Mentre aspetto che la schiena mi dia un po’ di tregua (punture di cortisone e via, dovrebbe risolversi finalmente) sferruzzo un po’.
Queste sciarpette piccole facili e molto carine una volta indossate, mi hanno dato modo dì imparare qualcosa ancora, come disfare e recuperare ferro o una maglia caduta e ad esercitarmi nella postura delle mani fino a trovare la mia ideale (che non ho ancora trovato ma arriverà).
Sto cercando di uniformare la tensione del filo per avere una trama uniforme, che per me al momento è la cosa più difficile.
Ho provato dopo tanti anni a ordinare del filato su Tessiland, qualche gomitolo fra i pregiati per fare le sciarpine ai ferri, poiché a me l'acrilico proprio non piace.

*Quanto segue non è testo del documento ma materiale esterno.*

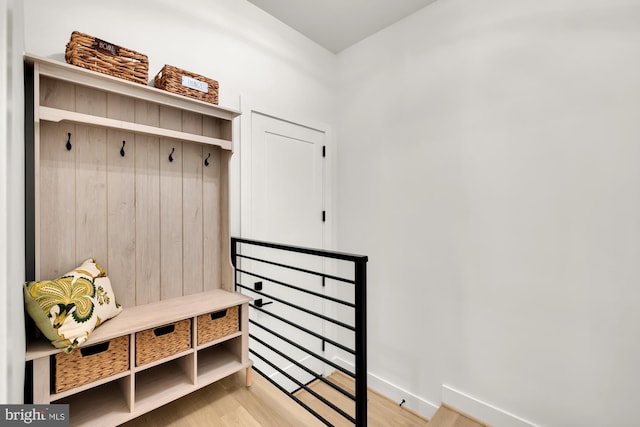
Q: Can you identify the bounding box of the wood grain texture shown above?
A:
[135,101,160,305]
[160,103,183,299]
[107,130,137,307]
[202,147,222,290]
[123,373,324,427]
[182,142,204,295]
[40,76,76,111]
[36,122,76,280]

Non mi piace la sensazione al tatto e non mi piace la sensazione all'indosso, per quanto di buona qualità.
A differenza del passato, Tessiland è dal mio punto di vista piuttosto cara, senza praticamente mai offerte, ma hanno una soglia bassa di minimo d'ordine senza pagare le spese di spedizione, da qui la scelta, incuriosita anche dalle recensioni.

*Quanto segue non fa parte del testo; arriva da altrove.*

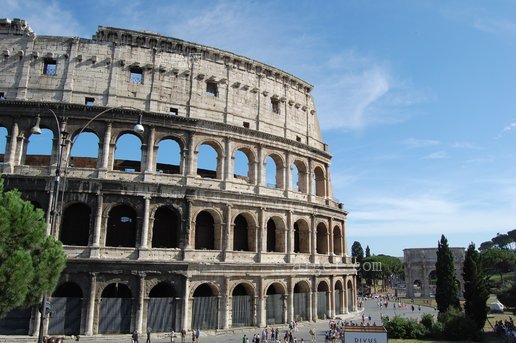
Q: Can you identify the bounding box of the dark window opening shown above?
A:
[129,67,143,85]
[195,211,215,250]
[43,58,57,76]
[59,204,91,246]
[206,81,219,96]
[84,97,95,106]
[271,98,280,114]
[152,207,180,248]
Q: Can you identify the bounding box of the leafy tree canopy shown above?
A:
[0,180,66,317]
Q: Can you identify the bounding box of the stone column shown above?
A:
[136,273,145,332]
[84,273,97,336]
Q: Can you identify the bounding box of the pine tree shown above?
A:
[462,243,489,330]
[435,235,460,314]
[0,180,66,317]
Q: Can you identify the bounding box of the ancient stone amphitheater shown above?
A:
[0,19,356,335]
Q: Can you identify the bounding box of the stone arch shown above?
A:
[333,226,343,255]
[59,202,91,246]
[334,280,344,314]
[232,146,256,184]
[233,212,256,251]
[106,204,137,247]
[191,282,219,330]
[113,130,143,172]
[194,140,224,179]
[99,283,133,334]
[293,280,310,321]
[231,282,255,327]
[266,216,286,253]
[316,280,330,319]
[292,160,308,193]
[147,281,181,332]
[313,166,326,197]
[265,282,287,325]
[68,128,100,168]
[294,219,310,254]
[264,152,285,189]
[48,281,84,335]
[316,222,329,254]
[193,209,222,250]
[152,206,181,248]
[155,136,185,174]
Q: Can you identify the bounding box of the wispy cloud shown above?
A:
[401,138,441,148]
[423,151,448,160]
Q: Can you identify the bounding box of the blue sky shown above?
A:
[5,0,516,256]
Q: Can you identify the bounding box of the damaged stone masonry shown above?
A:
[0,19,356,335]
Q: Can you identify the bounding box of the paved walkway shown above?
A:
[0,299,437,343]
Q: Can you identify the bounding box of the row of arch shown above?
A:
[53,202,344,255]
[0,280,355,335]
[0,122,328,197]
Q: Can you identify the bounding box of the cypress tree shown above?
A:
[435,235,460,314]
[462,243,489,330]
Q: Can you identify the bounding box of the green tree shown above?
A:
[435,235,460,314]
[481,247,516,283]
[0,180,66,317]
[462,243,489,331]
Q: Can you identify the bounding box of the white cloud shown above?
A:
[424,151,448,160]
[401,138,440,148]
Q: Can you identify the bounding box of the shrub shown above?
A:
[383,316,425,339]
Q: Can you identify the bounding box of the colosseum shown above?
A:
[0,19,356,335]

Per ora ne sto testando due.
Il famoso Roxy (5% Lana 5%Viscosa 52%Poliestere 38%Acrilico dal peso di 50 grammi per una lunghezza di 125 metri, prezzo al gomitolo 3,50 euri, troppo per un acrilico) che ho scelto nella versione nero screziato d'oro.

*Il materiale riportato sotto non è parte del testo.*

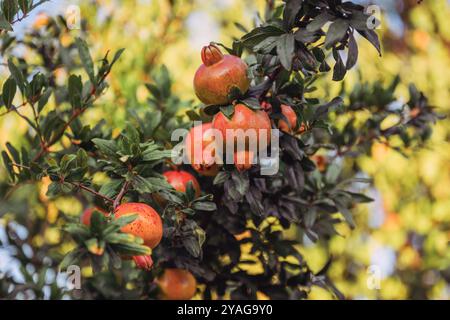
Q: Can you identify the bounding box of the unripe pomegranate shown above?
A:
[156,269,197,300]
[278,104,297,133]
[133,255,153,271]
[261,101,306,134]
[163,170,200,197]
[114,202,163,249]
[194,44,250,104]
[311,154,328,172]
[234,150,255,172]
[80,208,108,226]
[185,122,220,177]
[213,103,272,150]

E' molto peluscioso, il colore è bellissimo e scorre molto bene sull'uncinetto, naturalmente indisfabile, è maledettamente difficile recuperare un errore o cambiare idea. E io mi sono resa conto che per fare la sciarpetta bonton un gomitolo non mi basterà mai e sono dunque costretta a prenderne dell'altro. Questo succede quando si parte a bomba senza usare il neurone e senza un piano, cosa che faccio spesso.
La resa estetica è davvero molto bella ma io fra le mani sento la plastica, come dicevo personalmente non lo trovo piacevole. Per me il piacere di un lavoro manuale, qualunque sia, sta nel percorso e quindi non lo userò più. Però sono sensazioni molto personali, qualcuno potrebbe trovarlo al contrario molto piacevole.
L'altro che sto lavorando è invece un bellissimo filato e sto parlando del Mark, fra i più pregiati del sito e recensito sempre molto bene. E' composto dal 90% di lana merinos superwash e 10% seta tussah, 50 grammi corrispondono ad una lunghezza di 120 metri. Il prezzo è altissimo, un gomitolo costa 4,5 euro, ma in questo caso è adeguato. Certo, per fare un maglione XL non basta un rene, ma un paio di gomitoli non mi manderanno sul lastrico. Quando nella prossima vita sarò diventata una magliaia provetta potrei tentare l'azzardo.
L'ho scelto nella colorazione bianco e melanzana, che è bellissima e molto nelle mie corde, ma è un filato pro. Non è molto ritorto, rilascia molto peletto già durante la lavorazione e tende a separarsi come se non ci fosse un domani, il colore scuro non si vede sui miei ferri, anch'essi scuri e io sono una novellina.
Fortunatamente non ho ancora sbagliato perchè la vedo dura tentare un recupero in una trama dove non si vede un accidenti. Di contro la sensazione tattile è bellissima: scivola fra le mani, è morbido e confortevole, non punge.
Mi sto coccolando mentre, costretta a letto, lavoro la mia sciarpetta e visto che devo recuperare il gomitolo mancante di Mark, di questo ne prenderò ancora un pochino.